While our last few blogs focused more on problems that the lack of expertise in the skilled trades is causing us; in this blog, we would like to try to find some solutions.  We will start by considering the Internet of things.  IoT is a scenario in which objects, animals, or people are provided with unique identifiers and the ability to transfer data over a network without requiring human to human or human to computer interaction.  IoT has evolved from the convergence of wireless technologies, micro electromechanical systems, and the internet.

A “thing” in the Internet of Things can be a heart monitor implant, a wild animal with a bio chip transponder, an automobile that has built in sensors to alert the driver when tire pressure is low, or any other man made or natural object that can be assigned an IP address and can transfer data over a network.  So far, the Internet of things has been most closely associated with machine to machine (M2M) communication in manufacturing and in power, oil, and gas utilities.  Products that are built with machine to machine (M2M) communication capabilities are often referred to as being smart machines.

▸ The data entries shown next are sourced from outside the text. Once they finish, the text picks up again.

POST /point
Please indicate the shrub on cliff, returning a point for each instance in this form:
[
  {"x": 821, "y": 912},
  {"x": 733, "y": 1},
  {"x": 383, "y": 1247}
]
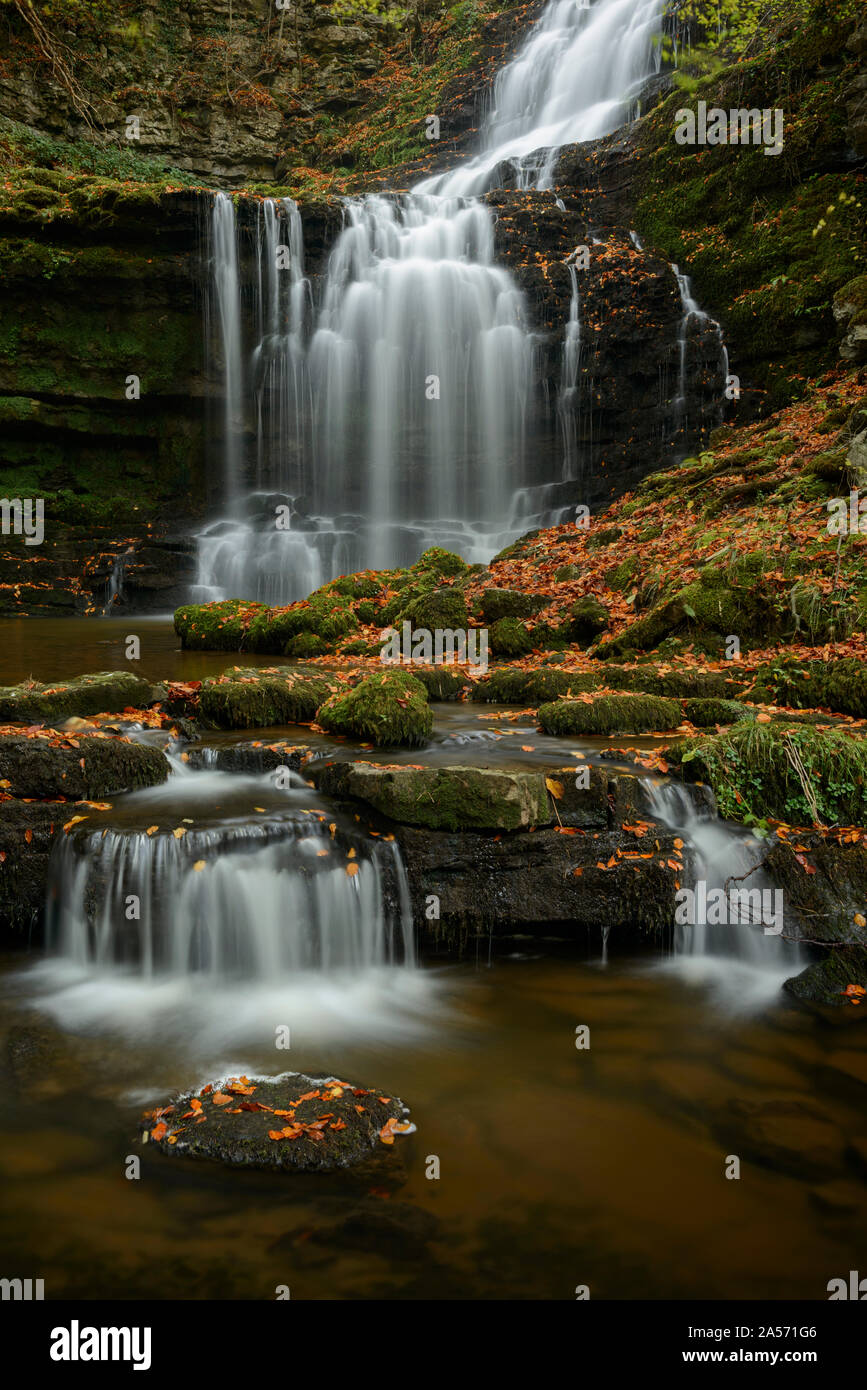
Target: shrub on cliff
[{"x": 794, "y": 773}]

The Internet of things revolves around increased machine to machine communication.  It is mobile, it is virtual, and it provides instantaneous connections.  It is going to make everything in our lives from street lights to seaports smart.  In fact, Daniel Burrus, in “Wired”, November 2014, said “There is no one sector where the Internet of things is making the biggest impact – it will disrupt every industry imaginable.”

The real value that the Internet of things creates is at the intersection of gathering data and leveraging data.  All the information gathered by all the sensors in the world isn’t worth very much if there isn’t an infrastructure in place to analyze and utilize it in real time.

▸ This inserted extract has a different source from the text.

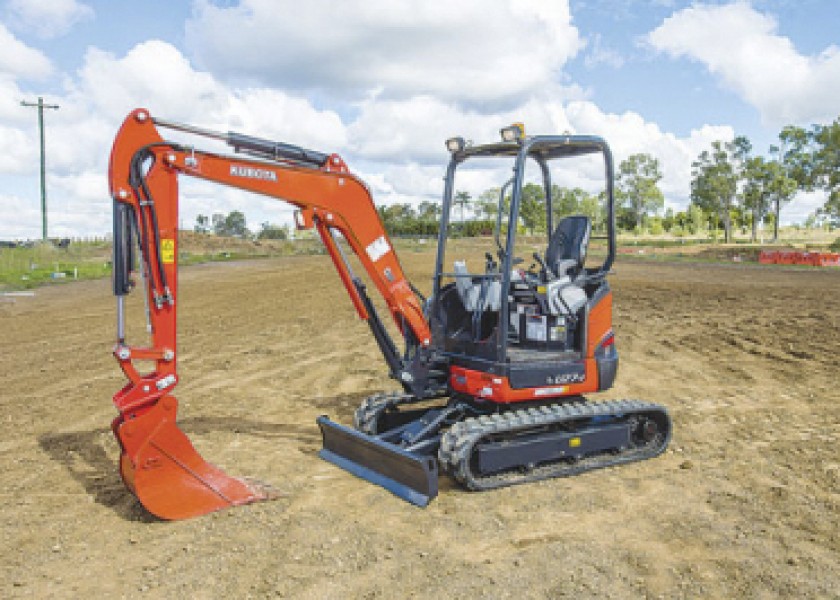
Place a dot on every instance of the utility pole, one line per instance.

Here’s where the problem comes in.  How do we analyze the data that is coming in from various sensors to a central location and make sense of it?  What is it telling us to do?  This is where companies must leverage the knowledge of their aging workforce before it is lost.  If we can build “rules engines” that tell us the “if this –  then that” scenarios, we can fully utilize the data.  If this analysis structure can be built, then when information is captured, then it is not only telling us what the condition is, but how to correct it.

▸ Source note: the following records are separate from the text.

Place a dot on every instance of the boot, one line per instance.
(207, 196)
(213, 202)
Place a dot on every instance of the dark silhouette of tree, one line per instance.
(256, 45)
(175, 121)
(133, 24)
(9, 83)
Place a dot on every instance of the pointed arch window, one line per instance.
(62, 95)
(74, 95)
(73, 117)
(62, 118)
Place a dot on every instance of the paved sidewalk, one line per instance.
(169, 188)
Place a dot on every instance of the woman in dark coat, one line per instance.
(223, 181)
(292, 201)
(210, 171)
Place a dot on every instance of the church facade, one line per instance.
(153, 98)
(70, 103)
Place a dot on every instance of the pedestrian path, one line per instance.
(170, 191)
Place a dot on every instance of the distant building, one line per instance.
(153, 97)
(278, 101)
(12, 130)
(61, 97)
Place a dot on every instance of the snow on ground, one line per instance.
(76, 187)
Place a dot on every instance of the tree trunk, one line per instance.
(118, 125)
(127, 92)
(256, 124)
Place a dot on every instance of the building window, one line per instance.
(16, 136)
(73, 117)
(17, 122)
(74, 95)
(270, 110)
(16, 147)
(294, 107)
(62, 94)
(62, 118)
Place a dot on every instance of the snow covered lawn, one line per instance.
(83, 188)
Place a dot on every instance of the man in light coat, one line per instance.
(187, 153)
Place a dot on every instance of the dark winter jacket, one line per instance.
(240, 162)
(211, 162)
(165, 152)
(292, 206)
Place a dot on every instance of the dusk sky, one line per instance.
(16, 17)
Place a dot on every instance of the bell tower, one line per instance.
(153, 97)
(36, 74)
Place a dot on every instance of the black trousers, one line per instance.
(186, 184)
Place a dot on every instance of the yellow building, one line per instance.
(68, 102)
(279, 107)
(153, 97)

Where is the information to build this “rules engine” database stored?  There are at least three locations.  They are:

  1. In the brains of our skilled trade employees
  2. In our existing work management systems
  3. In our equipment/ asset design documentation

Based on our last blogs, (1) we must move quickly to capture the knowledge of our skilled trades employees before they retire.  (2) Our existing work management systems can be utilized: however most have inaccurate or incomplete data.  (3) Our equipment or asset design documentation is quite often lacking because someone failed to negotiate its inclusion in the transaction when the equipment was purchased.

So, while the solutions to gathering knowledge appear to be simple, the sources are truly complex.  It is only when an organization takes a true asset management focus will they be able to leverage the value that can be provided by the Internet of Things.